This was an engaging and fast read, and was a very good memoir. Glennon Doyle Melton delivers a great account of her becoming who she is today, incorporating all the trials and tribulations that formed her into her current self (well, current as of the end of the book; she has changed quite a bit since its publication). Her very confessional style is a little new to me, but feels modern and matches how younger generations communicate today. The most striking feature of her writing is the emphasis on her emotions — how she feels, how she is able to make them physical, how she adjusts and prepares and experiences them. It is an extremely helpful insight for me into how women experience interactions, and I recognized some of the same differences between her and her husband that I see in my own life and friends.

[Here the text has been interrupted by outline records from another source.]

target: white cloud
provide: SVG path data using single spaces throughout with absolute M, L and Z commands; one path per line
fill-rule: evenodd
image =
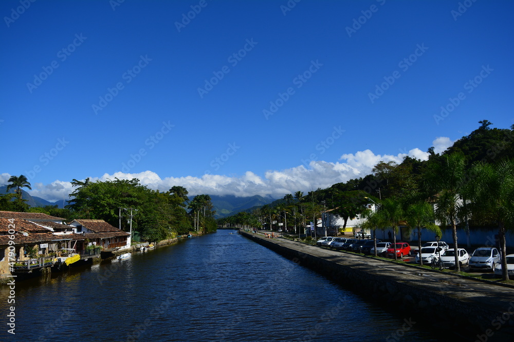
M 439 136 L 432 142 L 434 147 L 434 152 L 440 154 L 446 150 L 446 149 L 453 145 L 455 141 L 452 141 L 450 138 L 446 136 Z
M 440 153 L 452 144 L 453 142 L 449 138 L 437 137 L 433 141 L 435 152 Z M 265 173 L 264 176 L 248 171 L 240 176 L 206 174 L 201 177 L 187 176 L 161 178 L 157 173 L 146 171 L 139 173 L 116 172 L 112 175 L 105 173 L 99 177 L 91 177 L 90 180 L 95 182 L 113 180 L 116 178 L 120 179 L 137 178 L 141 184 L 161 191 L 178 185 L 185 187 L 192 195 L 203 193 L 231 194 L 240 197 L 271 195 L 279 197 L 299 190 L 306 193 L 318 188 L 327 188 L 335 183 L 364 177 L 371 173 L 373 167 L 380 160 L 400 164 L 407 155 L 421 160 L 428 158 L 428 153 L 418 148 L 396 155 L 375 154 L 368 149 L 355 154 L 343 154 L 339 161 L 336 163 L 311 161 L 308 168 L 300 165 L 284 170 L 269 170 Z M 7 173 L 0 174 L 0 183 L 7 184 L 10 176 Z M 62 199 L 63 196 L 67 197 L 74 190 L 70 183 L 60 180 L 46 185 L 36 183 L 35 186 L 33 185 L 32 189 L 31 194 L 51 202 Z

I would encourage anybody to read this book, though perhaps particularly my male friends who could benefit from a woman’s open perspective. The idea that she learns through the mind and emotions, whereas he learns through the body and physicality, was both a valuable insight and a good reminder. My big takeaway is that women FEEL whereas men feel. I know this type of knowledge extends back to the “men are from Mars, women are from Venus” books and much earlier, but in this day of equal rights and everybody being treated the same, I think it’s useful to remember that people learn and experience life differently. It often breaks down along gender lines, though not always, and this perspective can help me focus more on learning how others learn, rather than assuming everyone learns and experiences life as I do.
There was also a tremendous power in the way she approaches faith. That God is far too big to be constrained by the hierarchies and structures we humans have put in place. It’s a feeling that I have been evolving to, and her overall approach probably mirrors my understanding better than most others I have understood. She retains a lot of Christian language, which I do identify with, but offers the open love and freedom that many people are migrating to. It reminds me of the movie Stigmata, surprisingly, where they explore the “not approved” Gospels, talking about finding God under a rock and everywhere, rather than only in Church and through proper actions. To take Christian thought literally, that God loves us no matter what, I do find a great dissonance with how we are scolded and shamed and intimidated into acting a certain way. It also reminds me of some people I got to know in college, who were very forward about their Christianity — and it turned me off, as being inauthentic and false. I appreciate humility and a willingness to be uncertain, and have found myself growing comfortable with uncertainty. It’s not easy in this world, given the political and financial and religious pressures, but I think it is more authentic.